ATH Example: Blocking a Port Scanning Source IP

Create an Automated Threat Hunting (ATH) playbook that notifies you when a source IP address is detected pinging a specified destination IP address on more than 20 destination ports. This is known as port scanning and is a common technique used to identify open ports on a target host. While port scans are often used during legitimate security assessments, they can also indicate hostile reconnaissance. Any alert triggered by this playbook requires further investigation, such as checking whether the source IP address belongs to a known vulnerability scanner or an unrecognized external system.

This example also includes instructions on how to use nested calculations in an ATH playbook.

Configure the Alert

Create an alert that runs a query every 5 minutes on the Traffic index.

  1. Navigate to Automation | Automation and select the Create button to add a playbook.

  2. Enter the following in the Alert Configuration section:

    Name: Port Scan Block

    Description: Alert when a possible port scan is detected

    Schedule type: interval

    Run every: 5 minute(s) over all selected tenants

    Schedule: Toggle off (default setting)

    Mute: Toggle off (default setting)

    Tenants: All Tenants

    Indices: Traffic

    Rule Type: Query

Build a Query

Create a query that looks for new records with a dstip of 10.16.8.131. This is the IP address that appears to be the target of port scans.

  1. Select New Query.

  2. Enter the following:

    Query Name: Port Scan

    Description: Query for possible port scan activity

    Find documents where ALL of the following criteria are met.

    Select + Add condition and enter dstip, within, 10.16.8.131.

  3. Select Save to save your query.

Add Calculations to the Query

In the Calculations section, build a series of nested calculations to match the top five source IP addresses that are probing 10.16.8.131 on more than 20 destination ports. This behavior is characteristic of intentional port scanning, where a source attempts to discover open or responsive services on a target host by sweeping across multiple ports.

  1. Toggle Calculations on.

  2. Select to add a calculation.

  3. Enter the following to match the top five source IP addresses probing 10.16.8.131:

    Name: First_srcip_agg

    Calculation type: Top

    Field to calculate on: srcip

    Calculation By: count

    Size: 5

  4. Select Add Subgroup and add a nested calculation for the top destination IP address:

    Name: Second_dstip_agg

    Calculation type: Top

    Field to calculate on: dstip

    Calculate By: count

    Size: 1

    Because this query is for just one destination IP address (10.16.8.131), the size is 1. If your query is for multiple destination IP addresses, you can set this to a larger size.

  5. Select Add Subgroup to add a third nested calculation that matches source IP addresses probing more than 20 destination ports.
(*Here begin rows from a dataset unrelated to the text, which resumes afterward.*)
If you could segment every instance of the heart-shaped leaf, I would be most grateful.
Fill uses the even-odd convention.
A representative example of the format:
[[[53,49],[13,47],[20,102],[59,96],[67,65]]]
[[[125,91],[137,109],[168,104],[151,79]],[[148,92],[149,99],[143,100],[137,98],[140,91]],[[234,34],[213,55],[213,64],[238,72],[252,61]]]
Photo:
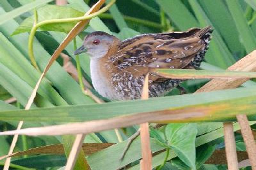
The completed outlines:
[[[48,5],[38,9],[37,10],[38,22],[53,19],[68,18],[83,16],[84,13],[72,8],[66,6]],[[30,31],[33,26],[34,16],[26,18],[21,23],[12,35]],[[55,31],[68,33],[77,21],[65,23],[53,23],[42,26],[40,29],[42,31]]]
[[[196,169],[195,141],[197,133],[195,123],[172,123],[165,128],[168,146],[192,169]]]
    Name: Third_dstport_agg

    Calculation type: Metric

    Calculate By: unique count of dstport

Configure a Condition

To look for hosts probing 10.16.8.131 on more than 20 ports, add a condition that triggers if the count of the third calculation (Result of Third_dstport_agg) is greater than or equal to 20.

Condition Name: Match

Type: Compare List

Comparison: At least one, Result of Third_dstport_agg, is greater than or equal to, 20

Configure Actions

Finally, you must configure a Firewall/Security Switch action to block the IP address when the Match condition you configured in the previous section is detected. Refer to Configuring Firewall/Security Switch Actions for details on configuring this type of action.

When you have finished, select Submit to save and immediately run the playbook.

The new playbook appears in the Automated Threat Hunting Playbooks list.